Gaji karyawan sejak bulan Desember 2013 hingga Januari 2016, gajinya baru karyawan PT. Merpati Nusantara Airlines (Perseo) diperhitungkan dan baru dibayarkan di bulan April 2016;
b. Nilai Pesangon yang didapatkan oleh tiap-tiap karyawan akibat dilakukannya Pemutusan Hubungan Kerja melalui penawaran Program P5.
Setelah dihitung, Nilai Pesangon yang diterima karyawan melalui paket tersebut ternyata di bawah nilai pesangon sebagaimana diatur oleh peraturan perundang-undangan terkait. Nilai pesangon karyawan yang diajukan kebanyakan sebesar 85%-95% dari nilai pesangon yang sesuai dengan perhitungan perundang-undangan.
Kemudian 20% dari nilai pesangon sebagaimana disebutkan di atas, dibayar oleh PT. MNA secara tunai dan sisanya dikonversikan oleh PT. MNA dalam bentuk Surat Pengalman Utang (SPU);
c. Dana Pensiun PT. MNA yang menjadi pengurang pesangon beberapa karyawan PT. MNA yang dipotong pada tahun 2016. Padahal Dana Pensiun PT. MNA sudah dinyatakan likuidasi bulan Februari 2015;
d. Surat Pengakuan Utang terkait keikutsertaan asuransi bagi karyawan di PT. MNA.
e. Pensiunan bulanan bagi para PURNA BHAKTI PT. MNA yang terhenti sejak Januari 2015 akibat dibubarkannya /dilikuidasi Dana Pensiun PT. MNA (Dalam LIKUIDASI).
Berdasarkan uraian di atas, maka negara khususnya Presiden, Menteri BUMN, dan Komnas HAM untuk memfasilitasi merekomendasikan agar hak-hak ex Pilot, Air Cabine, dan pegawai lain PT.MNA dapat terbayarkan, yaitu :
1. Utang sisa pesangon untuk (kurang lebih 130 (seratus tiga puluh) orang sebesar kurang lebih Rp. 157.000.000.000,-( seratus lima puluh tujuh milyar)(proses verifikasi);
2. Utang sisa dana pensiun (dalam proses perhitungan dan verifikasi oleh Tim Advokasi);
3. Mengembalikan dana pensiun yang menjadi potongan pesangon pada tahun 2016 padahal bulan Februari 2015, Dana Pensiun PT. MNA sudah dinyatakan dilikuidasi atau sudah dibubarkan. (Dalam proses perhitungan dan verifikasi oleh Tim Advokasi).
4. Utang Pembayaran Asuransi sebesar +-$9,000 Amerika yang dikonversikan PT.MNA dalam bentuk Surat Pengakuan Utang kepada 1 (satu) orang pilot.
Dibawah ini Surat dari Capt.
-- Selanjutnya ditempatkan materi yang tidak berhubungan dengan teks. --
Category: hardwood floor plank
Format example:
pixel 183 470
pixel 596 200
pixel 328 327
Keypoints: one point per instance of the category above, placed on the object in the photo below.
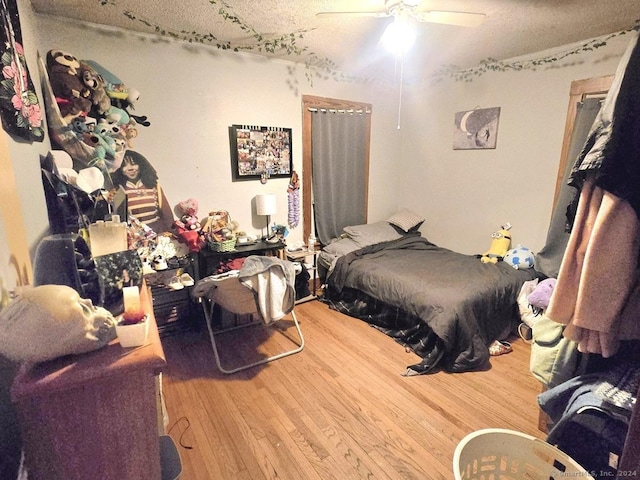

Eddy Sarwono (eks karyawan MNA) :
Melawan Lupa, Merpati Nusantara Airlines.
Capt. Eddy Sarwono (eks karyawan MNA) Saya pilot, pensiunan Merpati Nusantara Airlines, setelah lulus pendidikan penerbang di LPPU Curug, pada Nopember 1977, saya bergabung dgn MNA.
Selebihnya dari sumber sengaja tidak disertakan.